This dissertation presents a suite of computational methods and theoretical frameworks that advance our understanding of functional genomics, particularly in the context of single-cell analysis and CRISPR screening. Through the development of novel algorithms and analytical approaches, this work addresses critical challenges in processing, analyzing, and interpreting complex genomic data.
The research encompasses several interconnected areas. First, it introduces innovative approaches for studying cis-regulatory elements through massively parallel reporter assays and CRISPR interference screens, revealing distinct transcriptional networks in dementia and identifying hundreds of functional regulatory variants. Second, it presents a systematic analysis of autism spectrum disorder (ASD) risk genes during cortical neurogenesis, uncovering convergent cellular phenotypes and implicating specific molecular pathways in neurodevelopment.
The dissertation also introduces several computational tools that significantly improve existing methods in genomic analysis. These include GIA (Genomic Interval Arithmetic), a high-performance toolkit for genomic interval analysis that achieves 2-20x speed improvements over existing tools; geomux, a novel algorithm for cell identity demultiplexing in single-cell experiments that demonstrates superior accuracy in low multiplicity of infection settings; and a comprehensive CRISPR screening analysis toolkit comprising sgcount, crispr-screen, and screenviz, which streamlines the analysis of CRISPR screen data through efficient processing, statistical analysis, and visualization.

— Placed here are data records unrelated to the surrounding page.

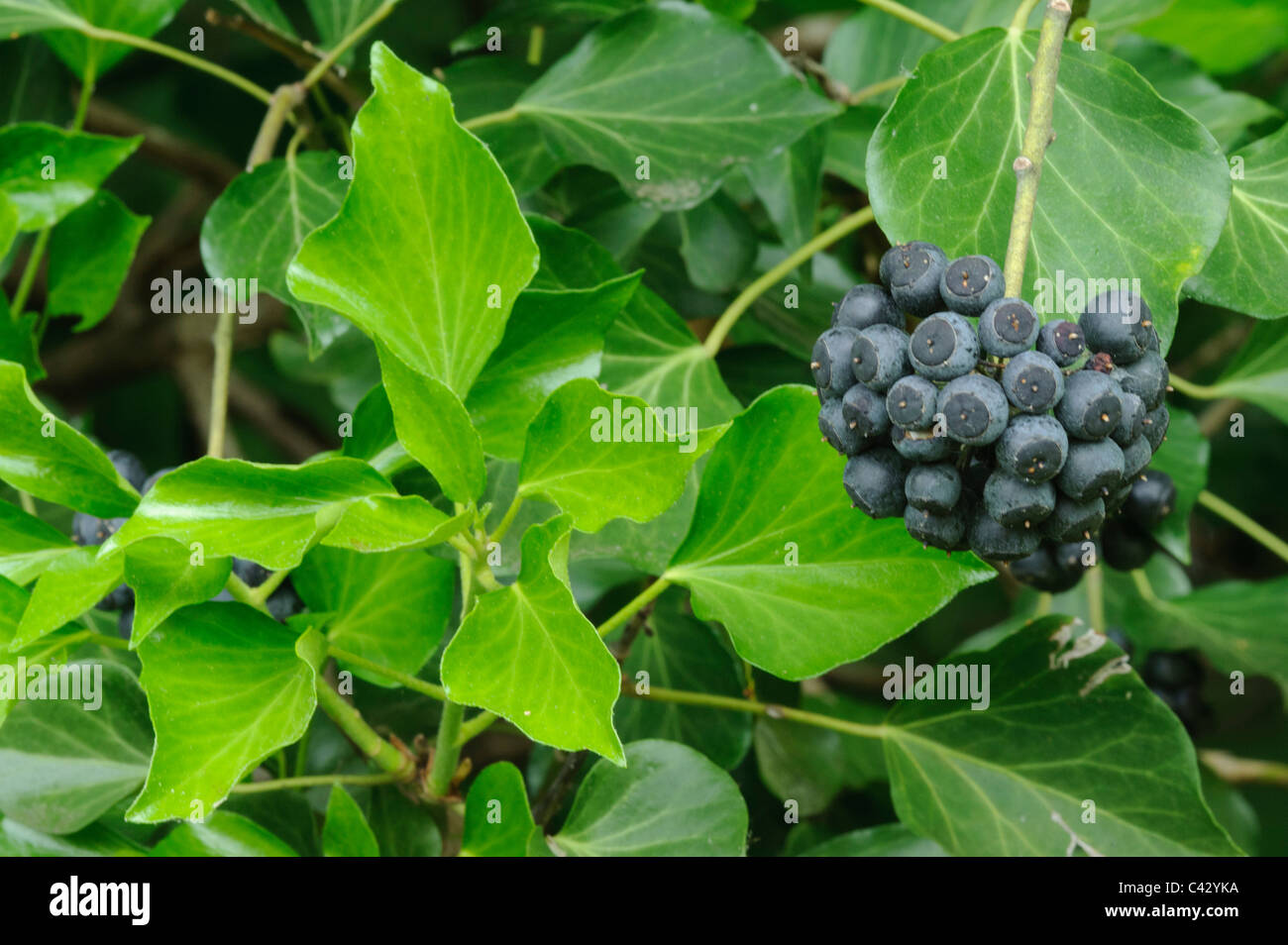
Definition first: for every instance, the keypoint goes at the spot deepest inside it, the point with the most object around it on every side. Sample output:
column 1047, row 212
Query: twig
column 1037, row 136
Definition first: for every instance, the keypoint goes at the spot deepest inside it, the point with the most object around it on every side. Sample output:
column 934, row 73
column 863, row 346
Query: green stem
column 1037, row 136
column 314, row 781
column 876, row 89
column 490, row 119
column 447, row 750
column 368, row 739
column 638, row 604
column 507, row 519
column 1198, row 391
column 330, row 59
column 913, row 18
column 475, row 726
column 730, row 316
column 759, row 708
column 1270, row 541
column 402, row 679
column 178, row 55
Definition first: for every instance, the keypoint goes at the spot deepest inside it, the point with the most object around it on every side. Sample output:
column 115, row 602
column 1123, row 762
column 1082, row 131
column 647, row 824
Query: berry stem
column 1260, row 533
column 730, row 316
column 913, row 18
column 1037, row 136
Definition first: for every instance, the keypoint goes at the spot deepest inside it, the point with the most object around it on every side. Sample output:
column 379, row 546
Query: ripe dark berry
column 880, row 357
column 943, row 347
column 863, row 306
column 974, row 409
column 1132, row 422
column 1136, row 456
column 875, row 481
column 1008, row 327
column 919, row 446
column 1061, row 342
column 1153, row 497
column 990, row 538
column 129, row 467
column 1033, row 382
column 1117, row 322
column 836, row 432
column 1091, row 406
column 912, row 402
column 970, row 283
column 934, row 488
column 912, row 271
column 1125, row 545
column 1146, row 377
column 1155, row 426
column 153, row 479
column 863, row 411
column 1033, row 448
column 120, row 597
column 1018, row 503
column 832, row 361
column 252, row 575
column 1094, row 468
column 1072, row 520
column 940, row 529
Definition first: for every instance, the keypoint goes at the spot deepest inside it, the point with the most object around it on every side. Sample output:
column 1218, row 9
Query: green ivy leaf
column 651, row 353
column 578, row 456
column 27, row 545
column 992, row 783
column 47, row 172
column 673, row 103
column 436, row 429
column 346, row 832
column 1183, row 456
column 887, row 840
column 287, row 198
column 165, row 578
column 1247, row 270
column 226, row 503
column 68, row 587
column 668, row 801
column 967, row 103
column 679, row 652
column 771, row 490
column 89, row 257
column 497, row 817
column 220, row 834
column 487, row 84
column 393, row 523
column 64, row 763
column 389, row 608
column 429, row 270
column 44, row 456
column 554, row 335
column 528, row 654
column 1258, row 372
column 1229, row 622
column 226, row 687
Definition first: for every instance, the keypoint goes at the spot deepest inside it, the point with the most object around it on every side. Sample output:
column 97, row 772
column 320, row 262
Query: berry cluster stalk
column 1037, row 136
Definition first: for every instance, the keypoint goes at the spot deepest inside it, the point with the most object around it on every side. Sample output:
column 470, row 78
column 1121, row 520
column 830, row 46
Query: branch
column 1037, row 136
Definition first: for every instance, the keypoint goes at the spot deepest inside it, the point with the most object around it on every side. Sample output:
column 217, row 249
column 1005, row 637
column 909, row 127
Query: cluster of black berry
column 88, row 529
column 1175, row 678
column 1006, row 437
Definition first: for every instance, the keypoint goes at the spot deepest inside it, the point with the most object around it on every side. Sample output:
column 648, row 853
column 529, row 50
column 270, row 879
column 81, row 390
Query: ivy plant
column 419, row 458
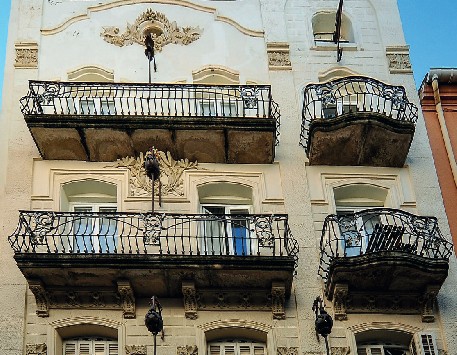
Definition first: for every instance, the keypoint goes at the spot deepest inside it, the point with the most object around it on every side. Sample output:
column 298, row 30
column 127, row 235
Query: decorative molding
column 171, row 176
column 127, row 298
column 135, row 350
column 163, row 31
column 187, row 350
column 36, row 349
column 190, row 300
column 428, row 303
column 26, row 55
column 398, row 59
column 118, row 3
column 278, row 56
column 41, row 298
column 340, row 350
column 278, row 299
column 282, row 350
column 340, row 300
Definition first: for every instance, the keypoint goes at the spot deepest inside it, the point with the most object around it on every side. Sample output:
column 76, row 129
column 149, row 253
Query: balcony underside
column 369, row 139
column 108, row 138
column 386, row 282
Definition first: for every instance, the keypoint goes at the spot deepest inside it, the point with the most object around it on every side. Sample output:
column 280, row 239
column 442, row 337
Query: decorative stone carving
column 340, row 350
column 36, row 349
column 26, row 55
column 187, row 350
column 135, row 350
column 340, row 300
column 127, row 298
column 41, row 298
column 282, row 350
column 278, row 299
column 398, row 58
column 171, row 174
column 162, row 30
column 428, row 304
column 278, row 56
column 190, row 300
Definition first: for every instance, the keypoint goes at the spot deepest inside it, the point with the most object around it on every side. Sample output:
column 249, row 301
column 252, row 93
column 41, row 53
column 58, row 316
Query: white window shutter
column 425, row 343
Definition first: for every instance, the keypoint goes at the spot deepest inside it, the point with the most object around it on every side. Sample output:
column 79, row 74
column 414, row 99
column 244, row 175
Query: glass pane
column 108, row 232
column 83, row 230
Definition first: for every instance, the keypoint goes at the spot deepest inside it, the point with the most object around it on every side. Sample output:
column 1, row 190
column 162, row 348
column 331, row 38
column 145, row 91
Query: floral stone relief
column 162, row 30
column 171, row 176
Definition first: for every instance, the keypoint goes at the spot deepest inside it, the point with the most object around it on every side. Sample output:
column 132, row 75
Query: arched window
column 90, row 346
column 93, row 223
column 324, row 27
column 236, row 347
column 226, row 230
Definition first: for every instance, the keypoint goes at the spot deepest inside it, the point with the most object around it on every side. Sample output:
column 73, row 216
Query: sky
column 430, row 29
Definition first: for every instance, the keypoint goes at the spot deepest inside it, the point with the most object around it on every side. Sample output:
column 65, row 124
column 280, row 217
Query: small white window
column 94, row 232
column 90, row 346
column 226, row 231
column 236, row 347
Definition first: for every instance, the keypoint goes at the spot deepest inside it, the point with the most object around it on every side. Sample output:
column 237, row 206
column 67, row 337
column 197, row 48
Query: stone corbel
column 41, row 298
column 340, row 301
column 190, row 300
column 278, row 300
column 36, row 349
column 127, row 298
column 428, row 304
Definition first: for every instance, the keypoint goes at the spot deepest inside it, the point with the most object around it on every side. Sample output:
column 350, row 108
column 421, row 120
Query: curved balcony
column 357, row 121
column 383, row 260
column 160, row 254
column 108, row 121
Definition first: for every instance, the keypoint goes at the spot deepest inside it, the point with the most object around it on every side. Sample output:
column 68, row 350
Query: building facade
column 293, row 162
column 437, row 97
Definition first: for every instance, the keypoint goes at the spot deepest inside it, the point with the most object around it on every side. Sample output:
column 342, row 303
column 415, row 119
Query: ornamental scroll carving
column 26, row 55
column 278, row 56
column 36, row 349
column 171, row 174
column 282, row 350
column 135, row 350
column 163, row 31
column 187, row 350
column 398, row 58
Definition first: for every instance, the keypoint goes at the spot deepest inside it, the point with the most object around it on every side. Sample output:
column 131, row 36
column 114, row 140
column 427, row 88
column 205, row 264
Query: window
column 90, row 346
column 226, row 230
column 236, row 347
column 96, row 232
column 324, row 28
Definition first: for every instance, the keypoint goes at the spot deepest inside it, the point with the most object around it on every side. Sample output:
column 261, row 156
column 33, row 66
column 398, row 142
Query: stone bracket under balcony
column 135, row 255
column 383, row 260
column 389, row 283
column 106, row 121
column 246, row 299
column 357, row 121
column 359, row 138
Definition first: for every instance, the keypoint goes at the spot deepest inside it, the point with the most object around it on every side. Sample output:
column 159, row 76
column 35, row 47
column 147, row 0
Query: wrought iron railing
column 380, row 230
column 153, row 100
column 41, row 232
column 354, row 94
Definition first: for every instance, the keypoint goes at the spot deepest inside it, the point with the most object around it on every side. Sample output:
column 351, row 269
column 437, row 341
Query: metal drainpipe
column 444, row 130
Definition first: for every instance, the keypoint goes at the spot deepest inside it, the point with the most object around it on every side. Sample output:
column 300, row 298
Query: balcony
column 357, row 121
column 227, row 261
column 383, row 261
column 108, row 121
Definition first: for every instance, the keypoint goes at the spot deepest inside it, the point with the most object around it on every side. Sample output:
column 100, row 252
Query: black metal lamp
column 152, row 168
column 149, row 53
column 324, row 322
column 153, row 320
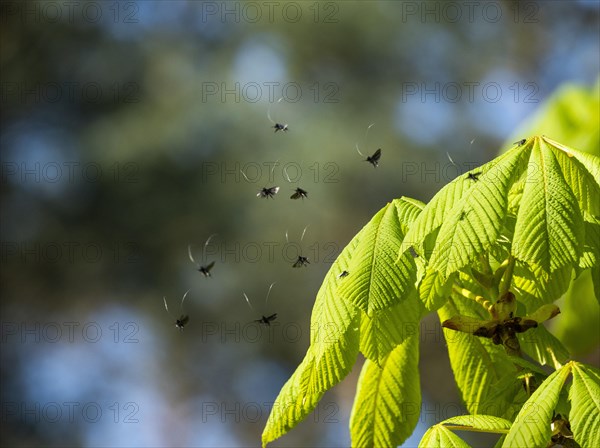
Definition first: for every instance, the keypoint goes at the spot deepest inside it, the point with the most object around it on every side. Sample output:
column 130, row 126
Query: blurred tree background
column 124, row 130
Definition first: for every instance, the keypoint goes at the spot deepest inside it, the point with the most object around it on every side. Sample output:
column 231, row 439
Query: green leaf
column 535, row 287
column 438, row 436
column 570, row 114
column 549, row 228
column 375, row 281
column 472, row 225
column 579, row 178
column 442, row 204
column 382, row 332
column 441, row 435
column 434, row 290
column 330, row 357
column 585, row 405
column 532, row 426
column 543, row 347
column 388, row 399
column 591, row 249
column 477, row 363
column 478, row 423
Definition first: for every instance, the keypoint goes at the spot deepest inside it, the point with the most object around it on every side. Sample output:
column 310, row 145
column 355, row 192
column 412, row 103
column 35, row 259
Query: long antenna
column 366, row 135
column 268, row 293
column 287, row 176
column 450, row 158
column 244, row 174
column 303, row 232
column 190, row 253
column 184, row 296
column 248, row 301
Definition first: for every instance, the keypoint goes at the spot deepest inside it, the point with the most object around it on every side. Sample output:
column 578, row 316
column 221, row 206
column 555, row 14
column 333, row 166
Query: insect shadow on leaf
column 373, row 159
column 184, row 318
column 276, row 125
column 203, row 269
column 264, row 320
column 474, row 176
column 301, row 261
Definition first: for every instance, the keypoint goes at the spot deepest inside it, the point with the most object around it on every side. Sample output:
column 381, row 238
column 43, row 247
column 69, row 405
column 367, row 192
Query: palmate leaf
column 477, row 363
column 585, row 405
column 376, row 281
column 337, row 332
column 441, row 435
column 466, row 213
column 330, row 357
column 382, row 332
column 534, row 286
column 388, row 399
column 531, row 428
column 474, row 223
column 544, row 347
column 438, row 436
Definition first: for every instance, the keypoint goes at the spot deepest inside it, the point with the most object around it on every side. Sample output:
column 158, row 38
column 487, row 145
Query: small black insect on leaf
column 474, row 176
column 267, row 192
column 266, row 320
column 374, row 159
column 300, row 193
column 182, row 321
column 300, row 262
column 206, row 269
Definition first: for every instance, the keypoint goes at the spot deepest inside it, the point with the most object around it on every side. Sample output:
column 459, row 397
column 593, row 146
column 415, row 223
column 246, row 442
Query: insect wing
column 206, row 269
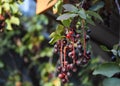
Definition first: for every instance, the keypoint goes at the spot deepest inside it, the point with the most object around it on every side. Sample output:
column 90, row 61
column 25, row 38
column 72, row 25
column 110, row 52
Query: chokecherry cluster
column 72, row 51
column 2, row 22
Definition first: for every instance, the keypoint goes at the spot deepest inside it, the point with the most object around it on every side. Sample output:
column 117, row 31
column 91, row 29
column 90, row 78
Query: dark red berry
column 61, row 75
column 88, row 31
column 80, row 54
column 68, row 36
column 78, row 62
column 64, row 69
column 70, row 54
column 59, row 68
column 71, row 66
column 79, row 47
column 88, row 53
column 64, row 42
column 55, row 50
column 70, row 32
column 64, row 81
column 78, row 36
column 74, row 69
column 68, row 74
column 87, row 37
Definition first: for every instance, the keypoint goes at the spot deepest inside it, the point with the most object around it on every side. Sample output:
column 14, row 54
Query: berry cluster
column 2, row 22
column 73, row 53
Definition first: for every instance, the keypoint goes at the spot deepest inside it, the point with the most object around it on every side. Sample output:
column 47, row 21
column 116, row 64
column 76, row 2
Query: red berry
column 70, row 32
column 64, row 81
column 61, row 75
column 68, row 36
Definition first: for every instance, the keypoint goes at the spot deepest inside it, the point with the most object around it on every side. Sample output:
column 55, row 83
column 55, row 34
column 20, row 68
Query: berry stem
column 61, row 53
column 84, row 37
column 64, row 55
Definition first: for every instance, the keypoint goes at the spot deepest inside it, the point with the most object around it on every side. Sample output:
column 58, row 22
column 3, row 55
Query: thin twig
column 118, row 6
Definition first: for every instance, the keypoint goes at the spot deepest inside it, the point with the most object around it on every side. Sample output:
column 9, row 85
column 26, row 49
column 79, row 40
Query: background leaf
column 97, row 6
column 82, row 14
column 104, row 48
column 95, row 15
column 111, row 82
column 70, row 7
column 107, row 69
column 66, row 16
column 1, row 64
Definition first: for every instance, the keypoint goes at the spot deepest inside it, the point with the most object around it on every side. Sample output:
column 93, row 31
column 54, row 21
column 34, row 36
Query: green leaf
column 58, row 7
column 104, row 48
column 70, row 7
column 111, row 82
column 46, row 52
column 66, row 23
column 60, row 29
column 8, row 27
column 52, row 34
column 114, row 52
column 15, row 20
column 14, row 7
column 107, row 69
column 90, row 21
column 1, row 64
column 0, row 10
column 66, row 16
column 97, row 6
column 94, row 14
column 6, row 6
column 82, row 13
column 55, row 39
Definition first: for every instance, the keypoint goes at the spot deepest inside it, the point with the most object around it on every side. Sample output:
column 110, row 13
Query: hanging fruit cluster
column 72, row 52
column 2, row 22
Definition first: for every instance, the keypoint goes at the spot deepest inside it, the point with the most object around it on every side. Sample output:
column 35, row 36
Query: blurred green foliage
column 24, row 38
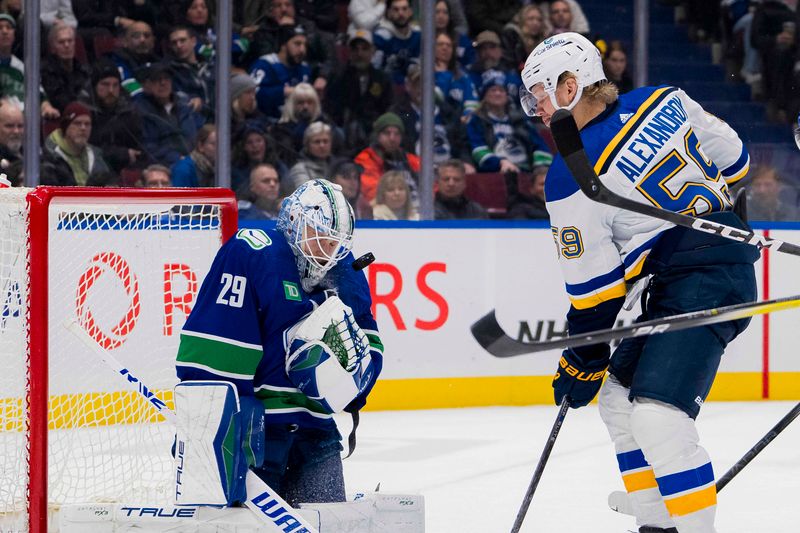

Finally, the work develops a theoretical framework for modeling gene regulatory networks, progressing from linear to increasingly sophisticated non-linear models. This culminates in a Hill-function product model capable of capturing complex biological phenomena such as multiple stable states and oscillatory behavior, while maintaining mathematical rigor and biological plausibility.
Throughout this body of work, there is a consistent emphasis on developing methods that are not only powerful and flexible but also accessible to the broader scientific community. By prioritizing computational efficiency, mathematical rigor, and user-friendliness, this research aims to democratize advanced genomic analyses and accelerate discovery across the life sciences.